PostPosted: Fri Aug 15, 2014 6:27 pm    Post subject: Reply with quote

Not heard from the bee-inspector here - just outside Cambridge on the other side (and registered on BeeBase) - must log on to BeeBase and see what it can tell me - sort-of expected email if there was thought to be a risk of foulbrood or whatever in the area.

Anyway, think that my two top-bar hives (with swarms from this year) are fine. More than 20 bars in each - looked through them all on Monday, and counted dropped Varroa on board below mesh floor (seemed a bit high - up to maybe 12 per day); Tuesday took one comb of honey from each (selected candidate comb on previous day) - not much choice, as brood still close to the ends - pleased with about 2.5kg of cut-comb to get on with sampling; Wednesday appplied MAQS strips (i.e. formic acid against varroa). So far so good with the latter - behaviour looked very normal today (after 2 days). I intend to write about this in another thread, if I get round to it - took photos of what I did with the MAQS - as I could find no evidence on the web of anyone trying them on a TBH. Of course the important thing will be whether the MAQS strips have knocked-back the Varroa, rather than just that the bees appear to have coped with them.

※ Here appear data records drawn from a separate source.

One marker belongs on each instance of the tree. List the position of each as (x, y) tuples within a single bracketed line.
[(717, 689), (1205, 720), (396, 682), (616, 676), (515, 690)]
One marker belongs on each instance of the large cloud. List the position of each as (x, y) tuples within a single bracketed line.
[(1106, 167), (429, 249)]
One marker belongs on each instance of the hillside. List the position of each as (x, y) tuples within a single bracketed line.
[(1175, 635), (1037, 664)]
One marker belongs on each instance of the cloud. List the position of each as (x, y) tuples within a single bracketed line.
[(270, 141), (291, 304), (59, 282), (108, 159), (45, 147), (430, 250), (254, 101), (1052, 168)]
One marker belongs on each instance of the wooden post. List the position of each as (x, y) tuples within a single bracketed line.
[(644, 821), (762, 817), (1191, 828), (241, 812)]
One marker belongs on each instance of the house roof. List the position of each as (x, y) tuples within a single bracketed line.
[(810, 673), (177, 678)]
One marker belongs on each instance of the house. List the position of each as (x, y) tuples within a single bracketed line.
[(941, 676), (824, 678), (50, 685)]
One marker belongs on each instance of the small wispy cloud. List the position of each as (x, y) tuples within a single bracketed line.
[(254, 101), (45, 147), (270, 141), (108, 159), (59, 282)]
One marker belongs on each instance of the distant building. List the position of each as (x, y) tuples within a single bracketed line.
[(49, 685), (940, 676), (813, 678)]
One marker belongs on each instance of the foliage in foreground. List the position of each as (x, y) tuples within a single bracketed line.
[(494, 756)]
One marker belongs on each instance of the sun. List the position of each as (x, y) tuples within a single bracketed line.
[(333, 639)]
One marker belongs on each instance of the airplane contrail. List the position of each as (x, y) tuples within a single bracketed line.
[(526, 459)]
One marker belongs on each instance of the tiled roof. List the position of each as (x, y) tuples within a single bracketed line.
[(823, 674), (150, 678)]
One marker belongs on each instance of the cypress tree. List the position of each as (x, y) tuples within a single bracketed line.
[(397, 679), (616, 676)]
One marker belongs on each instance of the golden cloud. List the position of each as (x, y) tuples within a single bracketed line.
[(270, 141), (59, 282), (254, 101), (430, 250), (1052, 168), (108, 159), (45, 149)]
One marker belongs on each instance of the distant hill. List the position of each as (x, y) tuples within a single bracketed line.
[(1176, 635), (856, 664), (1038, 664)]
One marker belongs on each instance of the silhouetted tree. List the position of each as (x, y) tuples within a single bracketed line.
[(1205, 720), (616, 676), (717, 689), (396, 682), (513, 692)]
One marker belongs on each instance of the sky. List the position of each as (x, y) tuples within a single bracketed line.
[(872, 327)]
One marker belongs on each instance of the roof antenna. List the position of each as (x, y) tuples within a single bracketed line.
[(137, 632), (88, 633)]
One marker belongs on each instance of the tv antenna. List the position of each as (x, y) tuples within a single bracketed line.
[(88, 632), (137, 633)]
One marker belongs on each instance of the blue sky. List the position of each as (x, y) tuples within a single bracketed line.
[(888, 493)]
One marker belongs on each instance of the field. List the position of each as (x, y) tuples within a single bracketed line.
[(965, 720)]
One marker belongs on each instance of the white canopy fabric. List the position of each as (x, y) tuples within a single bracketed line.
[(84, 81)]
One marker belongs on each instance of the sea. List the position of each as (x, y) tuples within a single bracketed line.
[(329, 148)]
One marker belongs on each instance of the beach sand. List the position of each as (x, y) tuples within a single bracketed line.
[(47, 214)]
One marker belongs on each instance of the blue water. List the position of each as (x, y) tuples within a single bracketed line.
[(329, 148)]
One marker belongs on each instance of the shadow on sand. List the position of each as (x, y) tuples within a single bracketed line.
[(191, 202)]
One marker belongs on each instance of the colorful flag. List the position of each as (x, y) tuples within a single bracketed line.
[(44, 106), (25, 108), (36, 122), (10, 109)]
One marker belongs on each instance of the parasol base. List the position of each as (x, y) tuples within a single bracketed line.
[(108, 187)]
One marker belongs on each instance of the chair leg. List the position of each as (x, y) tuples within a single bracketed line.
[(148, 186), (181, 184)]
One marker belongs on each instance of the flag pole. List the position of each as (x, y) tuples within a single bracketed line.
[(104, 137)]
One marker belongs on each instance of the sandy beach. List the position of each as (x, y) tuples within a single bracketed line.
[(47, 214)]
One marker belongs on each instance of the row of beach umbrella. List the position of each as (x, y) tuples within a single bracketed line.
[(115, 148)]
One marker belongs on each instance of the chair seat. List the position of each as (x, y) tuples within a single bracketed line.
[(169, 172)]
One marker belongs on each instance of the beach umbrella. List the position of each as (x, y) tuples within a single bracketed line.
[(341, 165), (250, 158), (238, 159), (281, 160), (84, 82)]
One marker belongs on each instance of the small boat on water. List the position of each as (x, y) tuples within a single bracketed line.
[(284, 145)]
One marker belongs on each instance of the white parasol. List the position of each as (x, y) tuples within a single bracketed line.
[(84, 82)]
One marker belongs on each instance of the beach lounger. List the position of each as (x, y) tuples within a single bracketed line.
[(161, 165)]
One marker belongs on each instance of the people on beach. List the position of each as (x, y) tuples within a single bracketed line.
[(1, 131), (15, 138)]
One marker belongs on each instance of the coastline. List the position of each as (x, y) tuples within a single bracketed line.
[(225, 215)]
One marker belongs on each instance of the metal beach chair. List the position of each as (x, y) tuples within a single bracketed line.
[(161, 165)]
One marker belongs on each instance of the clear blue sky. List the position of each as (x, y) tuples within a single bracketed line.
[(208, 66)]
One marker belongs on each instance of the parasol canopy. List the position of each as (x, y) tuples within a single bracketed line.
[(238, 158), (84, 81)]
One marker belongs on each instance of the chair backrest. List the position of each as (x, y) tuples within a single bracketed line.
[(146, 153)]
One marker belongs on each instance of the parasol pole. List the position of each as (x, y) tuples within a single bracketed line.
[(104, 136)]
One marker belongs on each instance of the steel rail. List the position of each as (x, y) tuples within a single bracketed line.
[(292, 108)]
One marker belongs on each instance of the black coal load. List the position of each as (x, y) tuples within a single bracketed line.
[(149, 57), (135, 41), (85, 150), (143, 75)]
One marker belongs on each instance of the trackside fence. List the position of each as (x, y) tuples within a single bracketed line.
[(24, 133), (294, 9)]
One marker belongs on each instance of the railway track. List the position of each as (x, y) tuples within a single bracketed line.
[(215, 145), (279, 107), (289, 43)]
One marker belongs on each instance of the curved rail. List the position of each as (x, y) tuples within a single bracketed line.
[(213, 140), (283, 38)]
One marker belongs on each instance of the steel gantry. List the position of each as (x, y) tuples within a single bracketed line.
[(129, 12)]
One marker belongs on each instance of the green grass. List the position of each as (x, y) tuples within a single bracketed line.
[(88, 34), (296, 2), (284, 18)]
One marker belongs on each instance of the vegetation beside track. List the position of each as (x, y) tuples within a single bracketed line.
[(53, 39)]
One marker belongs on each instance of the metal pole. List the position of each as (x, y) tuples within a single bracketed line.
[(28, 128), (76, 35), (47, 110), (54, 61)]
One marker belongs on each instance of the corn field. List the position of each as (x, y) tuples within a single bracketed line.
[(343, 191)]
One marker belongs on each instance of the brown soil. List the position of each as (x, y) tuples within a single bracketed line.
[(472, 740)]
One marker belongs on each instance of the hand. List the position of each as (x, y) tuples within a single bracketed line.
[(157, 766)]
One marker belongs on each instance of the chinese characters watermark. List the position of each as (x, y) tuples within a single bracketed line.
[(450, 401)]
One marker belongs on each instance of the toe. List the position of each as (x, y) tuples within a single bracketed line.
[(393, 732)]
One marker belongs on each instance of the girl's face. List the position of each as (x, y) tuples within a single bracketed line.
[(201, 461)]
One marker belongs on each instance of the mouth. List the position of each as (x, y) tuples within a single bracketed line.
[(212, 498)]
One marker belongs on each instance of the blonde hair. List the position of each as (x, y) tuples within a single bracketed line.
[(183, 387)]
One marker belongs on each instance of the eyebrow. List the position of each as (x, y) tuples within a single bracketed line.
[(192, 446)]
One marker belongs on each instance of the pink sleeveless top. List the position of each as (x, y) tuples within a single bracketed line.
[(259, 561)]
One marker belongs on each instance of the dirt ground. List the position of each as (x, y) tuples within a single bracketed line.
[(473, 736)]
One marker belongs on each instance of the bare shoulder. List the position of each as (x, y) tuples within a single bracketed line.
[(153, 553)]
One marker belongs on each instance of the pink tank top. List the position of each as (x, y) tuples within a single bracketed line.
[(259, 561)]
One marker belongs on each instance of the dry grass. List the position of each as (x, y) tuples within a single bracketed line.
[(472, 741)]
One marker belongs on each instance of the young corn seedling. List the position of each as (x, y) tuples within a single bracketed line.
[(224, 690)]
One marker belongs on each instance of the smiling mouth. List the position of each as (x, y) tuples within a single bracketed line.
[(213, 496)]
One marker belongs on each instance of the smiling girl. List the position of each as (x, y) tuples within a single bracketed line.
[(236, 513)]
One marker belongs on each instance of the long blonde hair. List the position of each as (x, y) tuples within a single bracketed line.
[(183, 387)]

P.S. assume your Warré has removable bars for inspection (think the original Warré plans intended that they be nailed down?). How easy was getting bees off brood comb for inspection, given that you can't shake them off as with a framed comb? Was pleased, with my own honey harvest, that brushing bees off one comb wasn't too difficult, but would have taken a long time to do it to every brood comb.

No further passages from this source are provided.